Bill Vander Zalm took over the Socred leadership with everyone except Jack Davis in caucus and cabinet having done everything they could to defeat him and he was dead in the water. It showed almost from the start as he lost key ministers Grace McCarthy and Brian Smith from cabinet, both powerful ministers. Eventually several MLAs resigned from his caucus to sit as independents.

(Pay no attention to good sportsmanship expressed by political losers to the winner -- unless the new leader has and demonstrates firm control, they are bread soon to be toast. The toaster is humming.)

I believe that there are two moments in time, shortly to come, when several more of Christy Clark's backbenchers will move to independents.

The first move was signalled when my MLA, Joan McIntyre, walked out of the House when Premier Clark was speaking which, coupled with Van Dongen's departure, indicates that the movement might be sooner than later.

MLAs, like any group, at the best of times like to bitch and that brings those of similar complaints together. Of course there's been talk. And this is not the best of times.

The usual signs of rebellion are in place.
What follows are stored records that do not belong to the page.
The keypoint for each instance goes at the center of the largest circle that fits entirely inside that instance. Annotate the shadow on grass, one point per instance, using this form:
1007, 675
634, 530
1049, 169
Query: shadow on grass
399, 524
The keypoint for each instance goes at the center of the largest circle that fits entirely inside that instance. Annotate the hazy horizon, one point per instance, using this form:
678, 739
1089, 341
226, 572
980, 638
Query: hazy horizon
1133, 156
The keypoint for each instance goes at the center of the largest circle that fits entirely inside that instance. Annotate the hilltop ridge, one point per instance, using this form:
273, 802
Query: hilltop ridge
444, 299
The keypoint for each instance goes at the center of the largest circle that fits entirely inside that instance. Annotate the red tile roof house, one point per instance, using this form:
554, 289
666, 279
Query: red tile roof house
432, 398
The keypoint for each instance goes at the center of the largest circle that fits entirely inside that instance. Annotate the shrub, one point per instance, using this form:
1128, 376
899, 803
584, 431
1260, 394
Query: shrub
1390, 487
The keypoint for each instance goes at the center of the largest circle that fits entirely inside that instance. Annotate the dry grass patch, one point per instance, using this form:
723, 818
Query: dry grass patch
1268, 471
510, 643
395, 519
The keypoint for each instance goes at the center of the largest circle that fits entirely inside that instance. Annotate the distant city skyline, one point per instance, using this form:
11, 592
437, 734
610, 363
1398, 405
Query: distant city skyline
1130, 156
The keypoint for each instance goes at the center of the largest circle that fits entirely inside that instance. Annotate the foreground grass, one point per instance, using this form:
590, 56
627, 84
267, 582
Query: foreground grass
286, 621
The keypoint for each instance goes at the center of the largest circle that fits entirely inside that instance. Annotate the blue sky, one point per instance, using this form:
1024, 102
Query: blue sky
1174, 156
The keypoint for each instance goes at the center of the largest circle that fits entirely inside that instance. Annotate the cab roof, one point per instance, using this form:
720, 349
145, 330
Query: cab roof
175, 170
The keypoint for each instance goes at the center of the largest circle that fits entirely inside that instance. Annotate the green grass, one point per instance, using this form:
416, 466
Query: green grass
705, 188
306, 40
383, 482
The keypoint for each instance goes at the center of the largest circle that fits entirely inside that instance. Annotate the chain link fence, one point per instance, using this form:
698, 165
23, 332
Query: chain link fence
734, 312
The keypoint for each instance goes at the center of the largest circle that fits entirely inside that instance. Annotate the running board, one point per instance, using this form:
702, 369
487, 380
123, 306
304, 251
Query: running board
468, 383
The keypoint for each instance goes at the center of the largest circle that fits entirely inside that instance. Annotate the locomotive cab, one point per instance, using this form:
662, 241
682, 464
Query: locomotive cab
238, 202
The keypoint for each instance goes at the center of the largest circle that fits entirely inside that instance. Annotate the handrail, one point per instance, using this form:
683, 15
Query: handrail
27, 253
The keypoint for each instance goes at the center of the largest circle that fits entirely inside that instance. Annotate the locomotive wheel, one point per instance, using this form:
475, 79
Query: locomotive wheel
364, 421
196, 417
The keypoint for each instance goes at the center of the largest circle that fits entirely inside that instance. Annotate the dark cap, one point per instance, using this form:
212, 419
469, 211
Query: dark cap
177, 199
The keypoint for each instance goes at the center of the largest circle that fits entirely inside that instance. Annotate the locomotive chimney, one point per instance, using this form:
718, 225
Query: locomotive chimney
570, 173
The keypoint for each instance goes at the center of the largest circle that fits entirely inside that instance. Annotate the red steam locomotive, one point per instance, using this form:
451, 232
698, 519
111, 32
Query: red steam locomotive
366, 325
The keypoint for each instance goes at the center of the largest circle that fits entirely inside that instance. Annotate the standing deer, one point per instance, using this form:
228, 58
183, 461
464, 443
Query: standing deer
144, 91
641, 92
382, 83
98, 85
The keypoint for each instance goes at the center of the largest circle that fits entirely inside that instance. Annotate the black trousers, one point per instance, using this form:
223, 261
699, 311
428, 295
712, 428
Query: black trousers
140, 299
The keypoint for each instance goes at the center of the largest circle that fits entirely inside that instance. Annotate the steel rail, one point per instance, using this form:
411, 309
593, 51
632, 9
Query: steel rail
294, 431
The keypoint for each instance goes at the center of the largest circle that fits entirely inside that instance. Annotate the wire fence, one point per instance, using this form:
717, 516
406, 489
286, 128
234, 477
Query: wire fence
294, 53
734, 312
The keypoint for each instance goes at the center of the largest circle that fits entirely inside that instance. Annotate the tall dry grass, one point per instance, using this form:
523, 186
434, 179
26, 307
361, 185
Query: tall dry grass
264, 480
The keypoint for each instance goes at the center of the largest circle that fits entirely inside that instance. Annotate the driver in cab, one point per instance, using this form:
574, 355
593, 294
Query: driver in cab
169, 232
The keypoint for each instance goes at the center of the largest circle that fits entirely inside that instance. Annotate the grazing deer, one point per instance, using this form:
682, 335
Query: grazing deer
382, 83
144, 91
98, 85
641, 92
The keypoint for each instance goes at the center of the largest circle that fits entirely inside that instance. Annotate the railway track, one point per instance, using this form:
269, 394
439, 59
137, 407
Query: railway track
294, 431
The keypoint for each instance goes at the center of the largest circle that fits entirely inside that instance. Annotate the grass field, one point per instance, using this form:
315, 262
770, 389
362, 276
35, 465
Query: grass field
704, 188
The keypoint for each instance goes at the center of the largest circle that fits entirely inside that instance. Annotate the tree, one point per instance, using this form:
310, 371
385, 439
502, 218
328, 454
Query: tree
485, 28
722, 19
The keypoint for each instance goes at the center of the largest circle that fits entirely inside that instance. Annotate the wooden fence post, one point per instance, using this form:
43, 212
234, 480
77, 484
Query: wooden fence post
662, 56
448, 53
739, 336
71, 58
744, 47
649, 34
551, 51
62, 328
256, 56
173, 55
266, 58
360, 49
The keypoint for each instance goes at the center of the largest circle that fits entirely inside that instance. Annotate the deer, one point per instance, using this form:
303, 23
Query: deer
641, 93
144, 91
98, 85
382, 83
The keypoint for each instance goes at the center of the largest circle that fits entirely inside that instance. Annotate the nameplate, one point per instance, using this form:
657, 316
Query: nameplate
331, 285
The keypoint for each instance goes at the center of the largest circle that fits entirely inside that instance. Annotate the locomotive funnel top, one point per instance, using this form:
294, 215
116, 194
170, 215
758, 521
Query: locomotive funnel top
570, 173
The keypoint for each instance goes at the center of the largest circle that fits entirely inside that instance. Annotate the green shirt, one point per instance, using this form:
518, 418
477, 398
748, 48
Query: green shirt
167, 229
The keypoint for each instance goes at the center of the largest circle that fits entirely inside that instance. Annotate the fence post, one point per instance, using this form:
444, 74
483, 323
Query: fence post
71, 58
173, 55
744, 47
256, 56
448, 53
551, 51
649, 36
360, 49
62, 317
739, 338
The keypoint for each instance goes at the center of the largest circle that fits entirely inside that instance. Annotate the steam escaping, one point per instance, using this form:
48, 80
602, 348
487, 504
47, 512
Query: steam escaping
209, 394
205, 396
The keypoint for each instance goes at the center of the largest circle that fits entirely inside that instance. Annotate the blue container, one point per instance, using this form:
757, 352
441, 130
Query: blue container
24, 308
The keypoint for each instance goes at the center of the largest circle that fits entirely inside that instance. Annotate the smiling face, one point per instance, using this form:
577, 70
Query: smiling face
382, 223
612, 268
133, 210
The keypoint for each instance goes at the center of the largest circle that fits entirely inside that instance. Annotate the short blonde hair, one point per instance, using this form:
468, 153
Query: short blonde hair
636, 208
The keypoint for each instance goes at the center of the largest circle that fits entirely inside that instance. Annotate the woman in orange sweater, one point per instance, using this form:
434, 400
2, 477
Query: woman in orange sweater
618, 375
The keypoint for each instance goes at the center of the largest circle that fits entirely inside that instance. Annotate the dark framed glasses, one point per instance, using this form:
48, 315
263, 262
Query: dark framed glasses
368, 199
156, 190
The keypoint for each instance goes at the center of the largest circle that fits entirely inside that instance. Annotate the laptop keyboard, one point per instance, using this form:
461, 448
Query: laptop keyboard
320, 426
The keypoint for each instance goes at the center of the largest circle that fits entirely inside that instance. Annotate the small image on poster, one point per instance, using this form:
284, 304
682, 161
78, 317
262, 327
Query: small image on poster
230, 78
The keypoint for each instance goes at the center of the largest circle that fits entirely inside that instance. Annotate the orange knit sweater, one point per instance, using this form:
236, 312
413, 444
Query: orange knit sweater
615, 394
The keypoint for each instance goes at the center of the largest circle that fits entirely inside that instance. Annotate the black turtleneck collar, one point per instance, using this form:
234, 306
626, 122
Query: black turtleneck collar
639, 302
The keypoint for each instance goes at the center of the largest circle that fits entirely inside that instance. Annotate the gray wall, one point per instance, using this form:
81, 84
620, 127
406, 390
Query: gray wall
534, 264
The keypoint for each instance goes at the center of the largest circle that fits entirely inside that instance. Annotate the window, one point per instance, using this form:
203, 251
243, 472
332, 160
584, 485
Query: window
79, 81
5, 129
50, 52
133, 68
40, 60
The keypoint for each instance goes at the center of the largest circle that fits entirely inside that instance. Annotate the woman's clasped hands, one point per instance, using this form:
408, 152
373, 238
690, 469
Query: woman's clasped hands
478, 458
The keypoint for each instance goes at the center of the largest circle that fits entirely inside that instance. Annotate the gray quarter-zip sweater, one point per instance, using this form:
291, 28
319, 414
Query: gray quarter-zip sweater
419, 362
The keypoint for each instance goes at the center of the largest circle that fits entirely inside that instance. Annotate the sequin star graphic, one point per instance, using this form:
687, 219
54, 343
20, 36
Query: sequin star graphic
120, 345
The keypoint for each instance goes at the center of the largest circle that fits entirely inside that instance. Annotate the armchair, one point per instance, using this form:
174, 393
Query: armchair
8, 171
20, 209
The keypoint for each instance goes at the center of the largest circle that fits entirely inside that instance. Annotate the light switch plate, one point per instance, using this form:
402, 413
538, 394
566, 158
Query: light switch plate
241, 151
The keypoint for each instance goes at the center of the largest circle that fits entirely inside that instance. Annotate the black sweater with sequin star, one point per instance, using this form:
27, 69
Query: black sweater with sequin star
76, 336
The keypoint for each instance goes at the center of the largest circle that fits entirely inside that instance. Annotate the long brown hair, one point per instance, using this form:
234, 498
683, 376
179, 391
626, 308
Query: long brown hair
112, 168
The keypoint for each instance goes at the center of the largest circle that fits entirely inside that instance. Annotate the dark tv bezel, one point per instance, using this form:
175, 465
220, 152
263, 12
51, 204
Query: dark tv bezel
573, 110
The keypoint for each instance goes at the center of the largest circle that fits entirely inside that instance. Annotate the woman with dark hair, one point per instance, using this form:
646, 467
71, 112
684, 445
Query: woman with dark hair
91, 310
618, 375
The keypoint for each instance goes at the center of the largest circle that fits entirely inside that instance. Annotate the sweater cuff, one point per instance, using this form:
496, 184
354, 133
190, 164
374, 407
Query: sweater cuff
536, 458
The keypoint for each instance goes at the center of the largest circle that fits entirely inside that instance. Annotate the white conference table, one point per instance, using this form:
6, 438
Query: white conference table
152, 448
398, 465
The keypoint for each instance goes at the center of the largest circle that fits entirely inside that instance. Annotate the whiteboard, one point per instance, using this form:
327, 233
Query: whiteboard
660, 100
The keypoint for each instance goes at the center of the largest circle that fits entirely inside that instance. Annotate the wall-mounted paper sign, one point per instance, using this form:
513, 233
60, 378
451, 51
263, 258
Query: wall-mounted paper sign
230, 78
They have nothing to do, they fear an election with the premier still leading them and, at least in theory, they want to save the party that they see as needing a new leader to survive. If the B.C. Tories win Chilliwack and the NDP Port Moody, those seat changes, added to the two independents, put Premier Clark in a position where just four more defections make her beatable in a confidence vote.

Mostly MLAs, they want to save their own skins. And seats.

Conservatives as game changers

If the Conservatives win in Chilliwack, there is a new very powerful influence in place. A party which many MLAs to the right of the Liberal Party will see as attractive if only because it makes them more secure in their own ridings. Moreover, how can crossing the floor be worse than staying where they are?

You can bet the ranch on this -- many backbenchers have been wooed by the Conservative Party, although John Cummins has probably absented himself from direct involvement.

Would this enhance the chances of the Conservatives in the May 2013 election?

Yes and no and maybe.

Yes in the sense that they will be in the hunt for second place, just as the Gordon Wilson Liberals were in 1991.

But the Conservatives have an Achilles heel in their positions of support for the Enbridge pipeline and tanker traffic on our coast. Frankly, this Cummins' position is puzzling. Here's a man who has devoted all his political efforts to save our salmon and now he is bent on destroying them. If he reversed his position, he would lose none of his support in the Fraser Valley and would give himself and his party a fighting chance in many other ridings.

One thing is for sure. Premier Clark is on a roll over the waterfall and won't have any of her parliamentary party with the slightest desire to toss her a lifeline.

In fact, the party would like to dump her but a messy leadership convention would put them even deeper in the hole.

Forgive the self-congratulation, but I said from the beginning that Christy Clark doesn't have what it takes to be a leader.